El primero en declarar fue Santiago, el hijo de la pareja, quien afirmó que la noche que ocurrió el hecho, su padre le envió un mensaje de audio. “Me dijo que quería vernos porque se había mandado una macana. Le envié un mensaje preguntando qué había pasado, pero no me respondió”, aseguró.

Consultado por la relación de sus padres, el joven contó que la pareja estaba separada y que en 2018 la justicia ordenó una restricción perimetral para el hombre que había sido denunciado por violencia de género. “Siempre había peleas, discusiones por celos de mi papá hacia mi mamá y algunas veces le levantaba la mano”, indicó.

Según la familia, Delfina había pedido ayuda en reiteradas ocasiones e, incluso, se supo tras su asesinato que la mujer había solicitado una nueva orden de restricción perimetral  porque se le había vencido y la justicia no se lo quiso renovar.

Por otro lado, Yamila, otra de las hijas de la víctima, advirtió: “Cuando estaban separados amenazó a mi mamá diciendo que le iba a dar donde más le dolía, que iba a matar a mi hermano”.

A su vez, la chica declaró que la hermana de su padre, quien se comunicó con sus sobrinos para contarles que sus padres habían sufrido “un accidente” en el albergue transitorio, le mostró un mensaje del acusado que decía: “Todo esto (lo que hizo) es para que aprendan a respetar”.

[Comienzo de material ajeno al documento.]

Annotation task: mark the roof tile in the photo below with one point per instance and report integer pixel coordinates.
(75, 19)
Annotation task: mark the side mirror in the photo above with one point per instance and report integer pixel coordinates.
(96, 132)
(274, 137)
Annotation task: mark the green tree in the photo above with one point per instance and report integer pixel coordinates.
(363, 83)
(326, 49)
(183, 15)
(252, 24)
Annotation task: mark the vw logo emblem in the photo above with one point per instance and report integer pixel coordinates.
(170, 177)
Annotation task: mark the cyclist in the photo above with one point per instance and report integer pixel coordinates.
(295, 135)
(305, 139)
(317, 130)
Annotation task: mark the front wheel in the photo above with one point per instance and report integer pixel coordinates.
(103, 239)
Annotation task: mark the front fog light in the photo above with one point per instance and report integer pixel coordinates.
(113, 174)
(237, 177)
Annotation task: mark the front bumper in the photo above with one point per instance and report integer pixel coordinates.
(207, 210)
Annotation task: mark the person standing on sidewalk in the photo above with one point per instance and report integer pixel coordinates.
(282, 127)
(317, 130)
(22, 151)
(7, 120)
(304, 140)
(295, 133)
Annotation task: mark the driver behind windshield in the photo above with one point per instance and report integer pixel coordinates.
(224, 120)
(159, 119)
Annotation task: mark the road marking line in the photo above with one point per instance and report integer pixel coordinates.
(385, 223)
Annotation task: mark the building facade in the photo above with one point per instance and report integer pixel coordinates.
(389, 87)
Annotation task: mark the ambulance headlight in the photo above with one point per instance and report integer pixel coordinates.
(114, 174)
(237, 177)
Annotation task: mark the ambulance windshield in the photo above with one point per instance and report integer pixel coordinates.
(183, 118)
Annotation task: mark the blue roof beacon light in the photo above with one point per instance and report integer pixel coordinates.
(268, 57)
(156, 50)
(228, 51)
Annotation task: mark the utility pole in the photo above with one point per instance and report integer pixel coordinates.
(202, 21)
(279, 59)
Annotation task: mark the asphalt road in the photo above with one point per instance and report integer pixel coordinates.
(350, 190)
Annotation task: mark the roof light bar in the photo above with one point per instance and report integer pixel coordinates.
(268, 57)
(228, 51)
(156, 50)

Los hijos de Delfina también contaron que el acusado está detenido en la Unidad Carcelaria 40, a dos cuadras de la casa de la familia y pidieron que se lo traslade a otro lugar porque no se sienten seguros.

Los jueces también escucharon a Delia, la hermana de Delfina, que describió a su hermana como una mujer trabajadora y al imputado como un hombre celoso. “Una vez la llevó a la otra casa que tenían, la encerró y la quiso matar”, recordó.

Por su parte, el encargado del hotel, explicó que las empleadas se dirigieron a la habitación 113 luego de que de allí se retirara a bordo de un Peugeot 505 un hombre que había ingresado con una mujer alrededor de las 22.30. “Sentí que tiró la llave y después salió con el auto a toda velocidad”, declaró el hombre.

Con la declaración de los testigos se dio por finalizada la etapa probatoria y la semana próxima se escucharán los alegatos.